In a particularly vivid one, Ondore had come to visit. Ashelia greeted him robed in slashed magenta silk, thrown over this shoulder and that hip. She bade him enter her sitting room so that she and her maids could make merry with him. Appalled at her, he'd almost left, yet he was so entranced by her lady-in-waiting, a viera with features of a dragon rather than a hare, that he let the viera cradle him in her arms like a child. This filial display of affection continued until Ashelia dumped wine at him and the viera attacked her. They ran about the room in a delightful little tramp. Then Ashelia tripped suddenly over a jut in the carpet. The viera tore away her skimpy clothing, meaning to use it to strangle her until Rasler came through a door that had not been there before and tried the robes on for size. They smouldered at his touch until Ashelia had to look away in case she saw too much. Then he was burning. The viera chose to push him out of a window into a fountain, giggling while Ondore disappeared along with the rest of the room. It was just she and Rasler while Ashelia could only watch as they had fun - always an outsider to such intricate schemes as these.

Not all of them were in the bed. Some were in the presence of her court.

Ashelia had learned to sleep with her eyes open. When she did her children dictated minor matters, such as whether she should attend Lady Aaliyah's next banquet or skip it in favor of Baron Sarohn's. Mainly it was Elsimer, though she was only eight. Tobias chimed in once in a while. Gabriel distracted foreign courtiers with his child's antics. He idolized his father. To impress him, Gabriel had a tendency to show off magick tricks he had learned secretly. The last Firaga had had been quite a fiasco, singing the Rozzarian court mage's coattails. Kir-Rael, the mage, had been hired to teach Gabriel how to control his talent. Elsimer looked on and learned little things here and there from her brother in return for sweetmeats.

That same mage had advised her to listen to her dreams, especially those that were unusual. No one else knew what to do if she dreamt of Espers; and yes, that she did. Adrammeloch taught her to contain lightning in her jewelry one night. The next Shemhazai would allow her to look into a pool and see the past. They all had something to share.

From Ultima she learned nothing, for the Seraph still dreamed of a world ruled by Espers, but Zodiark was not as resentful and taught her how to speak to fiends. Giruvegan was no longer a mystery - the wondrously learned Famfrit told her its every blueprint, from the Great Crystal's massive hidden halls to the lairs where fiends lurked inside Giruvegan's deepest bowels.

As experience had taught her, the things she garnered from these dreams were not foolish. Bhujerba, slowly crumbling away as magicite mines were chipped away at, was affixed in a constant position to make airship travel easier by use of Chaos' Chaosjets.
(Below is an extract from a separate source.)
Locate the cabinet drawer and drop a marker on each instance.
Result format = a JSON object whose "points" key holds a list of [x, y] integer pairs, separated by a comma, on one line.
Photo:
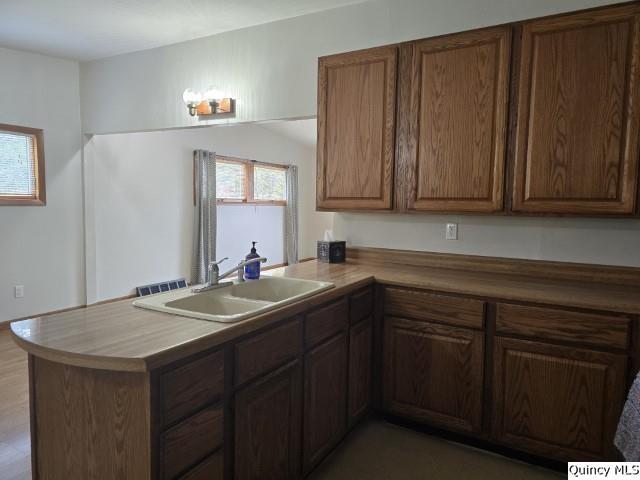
{"points": [[325, 322], [210, 469], [360, 305], [267, 350], [433, 307], [190, 387], [191, 441], [573, 327]]}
Apart from the Espers, her old friends visited her in her dreams. She often saw Vaan and Penelo scraping clouds off the rims of storms in their daring escapades via airship and sky; and at the same moment elsewhere Balthier would be haggling with a merchant over a new gun while Fran surveyed the rest and purlioned all the adequate ones. Basch preceded over a batch of new recruits for Larsa's foremost unit in his army - his ambassadors, acting as both diplomats and spies. Meanwhile, Al-Cid had ten wives so far, and they quarreled like old women constantly.

Dreams such as these visited Ashelia for a total of nine years, beginning not a month after her succession to the throne and seemingly neverending.

Her only escape - and it was not much of one - was her court and its' blind, crazed merriment.